And that all can be really hard. It’s easy to related with Jesus’ disciples who just check out and fall asleep, when Jesus is there in agony.

Our faith, our Christian tradition, has been formed and forged by times such as these. And one of the core messages of the Cross is that whether or not we have the strength to bear our difficulties, God bears them for us – God is with us in all of it, through all of it – in our weakness, in our vulnerability, even in our feeling that God has abandoned us.

It is not ours alone to witness or to bear – God embraces us so we may embrace ourselves and embrace others as we are carried through to resurrection, renewal, transformation.

We’ll end with two reflections of the meaning of salvation through the cross. One is from Fr. Richard Rohr, who is a Franciscan Contemplative. The other is from Dr. James Cone who was a liberation theologian.

Fourth Reading- Kazi

Jesus speaks to you from the cross:

“I am what you are most afraid of: your deepest, most wounded, and naked self. I am what you do to what you love.

I am your deepest goodness and your deepest beauty, which you deny and disfigure. Your only badness consists in what you do to goodness – your own and anyone else’s. You run away from, and even attack, the only thing that will really transform you. But there is nothing to hate or to attack. If you try, you will become a mirror image of the same.

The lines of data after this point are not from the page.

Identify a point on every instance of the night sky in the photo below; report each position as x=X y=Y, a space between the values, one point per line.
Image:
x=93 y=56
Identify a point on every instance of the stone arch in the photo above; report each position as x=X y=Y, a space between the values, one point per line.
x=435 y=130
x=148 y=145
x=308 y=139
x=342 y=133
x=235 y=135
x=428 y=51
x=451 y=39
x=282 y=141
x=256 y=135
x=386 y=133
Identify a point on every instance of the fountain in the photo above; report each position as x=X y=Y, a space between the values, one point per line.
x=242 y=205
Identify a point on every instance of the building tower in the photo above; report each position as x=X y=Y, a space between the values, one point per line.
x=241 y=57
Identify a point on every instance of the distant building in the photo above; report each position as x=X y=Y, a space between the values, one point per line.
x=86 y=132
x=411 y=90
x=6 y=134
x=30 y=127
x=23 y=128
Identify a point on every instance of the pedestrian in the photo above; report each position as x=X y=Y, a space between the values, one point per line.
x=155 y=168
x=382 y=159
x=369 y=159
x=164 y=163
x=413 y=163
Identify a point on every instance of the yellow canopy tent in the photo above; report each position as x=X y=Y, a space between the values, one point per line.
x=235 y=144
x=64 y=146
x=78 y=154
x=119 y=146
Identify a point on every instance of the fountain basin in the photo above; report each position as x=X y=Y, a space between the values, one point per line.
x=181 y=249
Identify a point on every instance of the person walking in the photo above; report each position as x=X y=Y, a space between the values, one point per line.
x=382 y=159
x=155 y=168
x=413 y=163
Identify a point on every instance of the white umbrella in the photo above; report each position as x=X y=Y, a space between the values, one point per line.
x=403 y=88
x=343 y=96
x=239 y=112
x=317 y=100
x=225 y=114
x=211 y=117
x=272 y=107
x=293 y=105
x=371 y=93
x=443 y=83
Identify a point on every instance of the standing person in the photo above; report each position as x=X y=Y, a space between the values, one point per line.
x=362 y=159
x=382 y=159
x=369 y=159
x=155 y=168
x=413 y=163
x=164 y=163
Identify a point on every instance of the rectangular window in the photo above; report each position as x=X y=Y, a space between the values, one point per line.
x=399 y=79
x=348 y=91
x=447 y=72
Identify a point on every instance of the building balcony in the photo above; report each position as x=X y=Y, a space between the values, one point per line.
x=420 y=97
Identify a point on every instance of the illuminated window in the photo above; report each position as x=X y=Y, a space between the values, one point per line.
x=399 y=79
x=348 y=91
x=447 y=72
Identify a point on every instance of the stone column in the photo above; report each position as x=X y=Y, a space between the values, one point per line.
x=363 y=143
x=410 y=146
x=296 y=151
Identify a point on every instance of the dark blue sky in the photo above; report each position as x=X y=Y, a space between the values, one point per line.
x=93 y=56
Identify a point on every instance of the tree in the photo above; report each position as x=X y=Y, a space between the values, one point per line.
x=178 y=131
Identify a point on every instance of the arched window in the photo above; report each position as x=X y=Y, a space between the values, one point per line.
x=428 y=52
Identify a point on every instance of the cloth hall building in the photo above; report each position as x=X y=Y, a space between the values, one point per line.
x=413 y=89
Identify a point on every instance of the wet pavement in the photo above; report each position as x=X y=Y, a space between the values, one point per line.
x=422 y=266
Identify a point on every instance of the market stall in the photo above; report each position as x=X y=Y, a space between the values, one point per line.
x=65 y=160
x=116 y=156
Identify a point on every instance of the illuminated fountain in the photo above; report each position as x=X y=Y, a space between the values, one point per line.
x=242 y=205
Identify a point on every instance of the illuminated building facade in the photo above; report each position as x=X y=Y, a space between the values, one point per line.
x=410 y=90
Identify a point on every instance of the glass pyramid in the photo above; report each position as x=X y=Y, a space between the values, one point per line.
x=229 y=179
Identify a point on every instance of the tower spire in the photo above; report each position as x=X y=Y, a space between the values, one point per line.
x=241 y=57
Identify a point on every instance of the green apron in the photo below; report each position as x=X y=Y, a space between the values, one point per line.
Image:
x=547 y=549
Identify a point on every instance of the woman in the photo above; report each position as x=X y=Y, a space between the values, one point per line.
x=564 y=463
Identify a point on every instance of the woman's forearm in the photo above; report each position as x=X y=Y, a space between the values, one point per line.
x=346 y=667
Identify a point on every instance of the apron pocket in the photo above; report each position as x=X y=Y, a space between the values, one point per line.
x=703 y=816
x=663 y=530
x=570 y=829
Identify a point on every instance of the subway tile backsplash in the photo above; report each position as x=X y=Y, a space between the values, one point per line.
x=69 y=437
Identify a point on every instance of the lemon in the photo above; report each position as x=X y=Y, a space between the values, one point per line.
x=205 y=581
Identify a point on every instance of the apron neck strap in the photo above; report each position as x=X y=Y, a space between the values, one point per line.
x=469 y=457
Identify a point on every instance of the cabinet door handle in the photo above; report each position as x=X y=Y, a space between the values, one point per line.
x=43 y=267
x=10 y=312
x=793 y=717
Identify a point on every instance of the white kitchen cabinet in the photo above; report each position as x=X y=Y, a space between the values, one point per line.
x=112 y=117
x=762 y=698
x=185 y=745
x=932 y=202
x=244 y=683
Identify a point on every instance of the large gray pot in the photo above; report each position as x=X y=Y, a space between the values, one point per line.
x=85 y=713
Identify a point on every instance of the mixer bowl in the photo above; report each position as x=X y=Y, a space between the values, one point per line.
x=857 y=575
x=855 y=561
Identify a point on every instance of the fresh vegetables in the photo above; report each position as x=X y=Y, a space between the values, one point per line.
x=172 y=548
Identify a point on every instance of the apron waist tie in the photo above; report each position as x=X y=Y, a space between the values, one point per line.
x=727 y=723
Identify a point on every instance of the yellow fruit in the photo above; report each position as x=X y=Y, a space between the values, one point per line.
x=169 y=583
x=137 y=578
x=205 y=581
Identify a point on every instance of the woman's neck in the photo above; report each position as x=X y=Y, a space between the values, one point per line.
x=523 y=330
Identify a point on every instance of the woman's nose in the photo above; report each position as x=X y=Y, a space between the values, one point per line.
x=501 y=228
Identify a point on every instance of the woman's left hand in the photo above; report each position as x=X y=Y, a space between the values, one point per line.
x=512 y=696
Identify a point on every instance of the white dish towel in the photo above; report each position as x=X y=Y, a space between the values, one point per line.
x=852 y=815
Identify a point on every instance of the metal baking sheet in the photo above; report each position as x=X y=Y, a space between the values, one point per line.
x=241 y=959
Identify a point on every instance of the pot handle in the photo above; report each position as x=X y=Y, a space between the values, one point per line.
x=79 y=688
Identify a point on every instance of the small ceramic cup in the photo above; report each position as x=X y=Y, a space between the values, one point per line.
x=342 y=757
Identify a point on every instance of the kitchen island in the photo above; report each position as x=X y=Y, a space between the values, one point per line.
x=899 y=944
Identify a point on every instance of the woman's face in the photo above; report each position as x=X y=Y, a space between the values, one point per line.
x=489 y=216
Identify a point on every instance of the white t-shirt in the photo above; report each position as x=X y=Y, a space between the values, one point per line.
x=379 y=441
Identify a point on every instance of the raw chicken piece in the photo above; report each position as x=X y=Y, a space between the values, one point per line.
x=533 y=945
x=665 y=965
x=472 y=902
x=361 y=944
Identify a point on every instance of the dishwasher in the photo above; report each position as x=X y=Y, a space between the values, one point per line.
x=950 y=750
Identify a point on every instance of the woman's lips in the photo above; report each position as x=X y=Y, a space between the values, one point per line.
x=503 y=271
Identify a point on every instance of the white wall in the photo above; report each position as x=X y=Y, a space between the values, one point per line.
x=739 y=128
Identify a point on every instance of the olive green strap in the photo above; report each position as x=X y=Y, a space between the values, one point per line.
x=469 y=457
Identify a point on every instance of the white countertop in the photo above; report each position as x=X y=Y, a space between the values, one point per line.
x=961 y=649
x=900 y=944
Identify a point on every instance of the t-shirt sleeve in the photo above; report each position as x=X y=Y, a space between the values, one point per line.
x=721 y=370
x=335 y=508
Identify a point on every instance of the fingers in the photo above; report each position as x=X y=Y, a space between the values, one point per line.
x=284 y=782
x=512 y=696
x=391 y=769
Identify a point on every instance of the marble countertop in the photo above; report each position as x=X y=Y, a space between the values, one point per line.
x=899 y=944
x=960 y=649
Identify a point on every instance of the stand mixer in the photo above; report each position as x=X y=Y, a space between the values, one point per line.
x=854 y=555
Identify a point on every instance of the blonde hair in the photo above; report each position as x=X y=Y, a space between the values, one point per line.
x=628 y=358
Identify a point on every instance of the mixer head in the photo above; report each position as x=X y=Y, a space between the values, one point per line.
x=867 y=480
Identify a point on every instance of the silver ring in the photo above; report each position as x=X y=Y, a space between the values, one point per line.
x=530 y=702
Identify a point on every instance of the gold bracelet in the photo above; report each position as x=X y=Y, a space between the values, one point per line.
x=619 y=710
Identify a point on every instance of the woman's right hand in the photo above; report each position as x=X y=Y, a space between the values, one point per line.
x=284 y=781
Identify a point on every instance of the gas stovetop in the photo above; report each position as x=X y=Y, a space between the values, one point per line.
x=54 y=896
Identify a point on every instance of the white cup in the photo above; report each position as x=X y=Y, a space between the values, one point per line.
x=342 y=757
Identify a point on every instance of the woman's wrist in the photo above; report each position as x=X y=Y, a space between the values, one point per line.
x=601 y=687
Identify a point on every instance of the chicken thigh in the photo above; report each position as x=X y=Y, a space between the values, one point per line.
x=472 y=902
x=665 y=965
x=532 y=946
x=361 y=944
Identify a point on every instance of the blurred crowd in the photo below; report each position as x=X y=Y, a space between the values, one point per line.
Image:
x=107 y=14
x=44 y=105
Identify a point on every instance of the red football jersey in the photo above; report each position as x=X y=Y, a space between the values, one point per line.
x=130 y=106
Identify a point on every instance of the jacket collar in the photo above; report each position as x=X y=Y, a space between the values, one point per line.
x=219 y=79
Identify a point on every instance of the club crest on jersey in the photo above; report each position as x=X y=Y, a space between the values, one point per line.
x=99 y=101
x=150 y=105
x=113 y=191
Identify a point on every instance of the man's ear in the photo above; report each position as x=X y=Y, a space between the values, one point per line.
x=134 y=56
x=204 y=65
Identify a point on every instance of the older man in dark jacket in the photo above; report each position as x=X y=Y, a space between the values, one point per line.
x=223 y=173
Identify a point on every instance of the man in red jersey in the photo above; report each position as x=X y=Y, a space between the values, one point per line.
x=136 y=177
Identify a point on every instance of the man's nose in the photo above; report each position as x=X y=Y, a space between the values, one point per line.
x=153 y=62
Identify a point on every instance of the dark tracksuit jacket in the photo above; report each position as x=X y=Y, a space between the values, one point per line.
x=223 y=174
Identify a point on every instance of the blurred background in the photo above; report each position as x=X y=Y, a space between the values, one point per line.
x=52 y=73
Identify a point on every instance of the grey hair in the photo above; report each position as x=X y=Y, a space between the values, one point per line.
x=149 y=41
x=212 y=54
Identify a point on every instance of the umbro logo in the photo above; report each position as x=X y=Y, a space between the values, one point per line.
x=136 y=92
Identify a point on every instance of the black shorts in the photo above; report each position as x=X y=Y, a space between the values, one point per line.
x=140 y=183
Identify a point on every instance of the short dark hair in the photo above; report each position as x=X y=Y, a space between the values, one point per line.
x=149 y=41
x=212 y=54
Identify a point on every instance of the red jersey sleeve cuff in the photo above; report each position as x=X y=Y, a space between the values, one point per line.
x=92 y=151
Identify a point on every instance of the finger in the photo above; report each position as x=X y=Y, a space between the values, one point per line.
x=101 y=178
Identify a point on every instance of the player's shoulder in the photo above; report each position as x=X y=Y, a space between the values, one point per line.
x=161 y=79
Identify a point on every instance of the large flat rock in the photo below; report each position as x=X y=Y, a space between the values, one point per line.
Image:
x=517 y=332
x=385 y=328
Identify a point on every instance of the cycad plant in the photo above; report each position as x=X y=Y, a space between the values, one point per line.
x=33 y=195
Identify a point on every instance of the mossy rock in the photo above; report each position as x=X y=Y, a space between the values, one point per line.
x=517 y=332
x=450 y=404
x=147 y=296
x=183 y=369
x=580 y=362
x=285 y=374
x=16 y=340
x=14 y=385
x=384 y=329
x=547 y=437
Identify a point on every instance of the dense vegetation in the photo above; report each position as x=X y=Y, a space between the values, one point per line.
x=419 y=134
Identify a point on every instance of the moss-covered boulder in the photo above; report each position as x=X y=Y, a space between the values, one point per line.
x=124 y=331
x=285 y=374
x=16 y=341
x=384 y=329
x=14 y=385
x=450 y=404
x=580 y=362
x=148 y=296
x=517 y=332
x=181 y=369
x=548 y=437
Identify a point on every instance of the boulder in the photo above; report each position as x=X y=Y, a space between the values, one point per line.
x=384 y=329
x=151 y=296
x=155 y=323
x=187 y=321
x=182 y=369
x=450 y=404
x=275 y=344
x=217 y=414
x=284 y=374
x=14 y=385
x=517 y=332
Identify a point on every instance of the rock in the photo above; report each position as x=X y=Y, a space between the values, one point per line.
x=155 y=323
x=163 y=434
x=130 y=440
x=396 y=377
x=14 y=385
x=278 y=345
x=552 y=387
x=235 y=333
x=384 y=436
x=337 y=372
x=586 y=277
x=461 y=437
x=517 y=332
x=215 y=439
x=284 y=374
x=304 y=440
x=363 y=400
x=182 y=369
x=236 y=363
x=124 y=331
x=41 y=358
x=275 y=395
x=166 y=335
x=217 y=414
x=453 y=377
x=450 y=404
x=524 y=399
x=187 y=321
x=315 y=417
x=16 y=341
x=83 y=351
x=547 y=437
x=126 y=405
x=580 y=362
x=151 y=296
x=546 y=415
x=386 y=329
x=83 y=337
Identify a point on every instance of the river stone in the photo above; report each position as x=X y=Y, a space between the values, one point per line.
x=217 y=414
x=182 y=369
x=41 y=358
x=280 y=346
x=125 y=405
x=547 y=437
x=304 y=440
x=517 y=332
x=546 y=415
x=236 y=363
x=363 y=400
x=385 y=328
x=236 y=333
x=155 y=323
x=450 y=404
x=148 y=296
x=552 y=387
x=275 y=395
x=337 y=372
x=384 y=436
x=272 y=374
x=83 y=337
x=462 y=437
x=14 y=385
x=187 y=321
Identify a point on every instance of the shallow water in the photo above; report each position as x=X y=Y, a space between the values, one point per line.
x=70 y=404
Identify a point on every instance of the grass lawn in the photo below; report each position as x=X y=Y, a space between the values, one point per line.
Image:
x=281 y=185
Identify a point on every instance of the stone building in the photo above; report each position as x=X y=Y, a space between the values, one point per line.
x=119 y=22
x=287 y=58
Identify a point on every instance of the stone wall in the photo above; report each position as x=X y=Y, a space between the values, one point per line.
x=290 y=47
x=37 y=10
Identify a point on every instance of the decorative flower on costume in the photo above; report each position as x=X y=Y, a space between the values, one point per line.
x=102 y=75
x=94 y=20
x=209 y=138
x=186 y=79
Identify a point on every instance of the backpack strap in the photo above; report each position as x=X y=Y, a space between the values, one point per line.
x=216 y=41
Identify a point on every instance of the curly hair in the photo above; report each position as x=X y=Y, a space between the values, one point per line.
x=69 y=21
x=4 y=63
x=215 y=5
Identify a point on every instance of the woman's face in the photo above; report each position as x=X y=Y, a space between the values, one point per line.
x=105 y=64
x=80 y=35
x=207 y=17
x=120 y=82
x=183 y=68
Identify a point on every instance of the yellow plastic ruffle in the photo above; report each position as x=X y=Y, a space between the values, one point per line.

Embrace it all in me. I am yourself. I am all of creation. I am everybody and everything.

– Richard Rohr, The Universal Christ pg. 156-157


Fifth Reading – Annie

“A symbol of death and defeat, God turned [the cross] into a sign of liberation and new life. The cross is the most empowering symbol of God’s loving solidarity with the “least of these,” the unwanted in society who suffer daily from great injustices. Christians must face the cross as the terrible tragedy it was and discover in it, through faith and repentance, the liberating joy of enteral salvation”

“But we cannot find this liberating joy in the cross by spiritualizing it, by taking away its message of justice in the midst of powerlessness, suffering, and death.”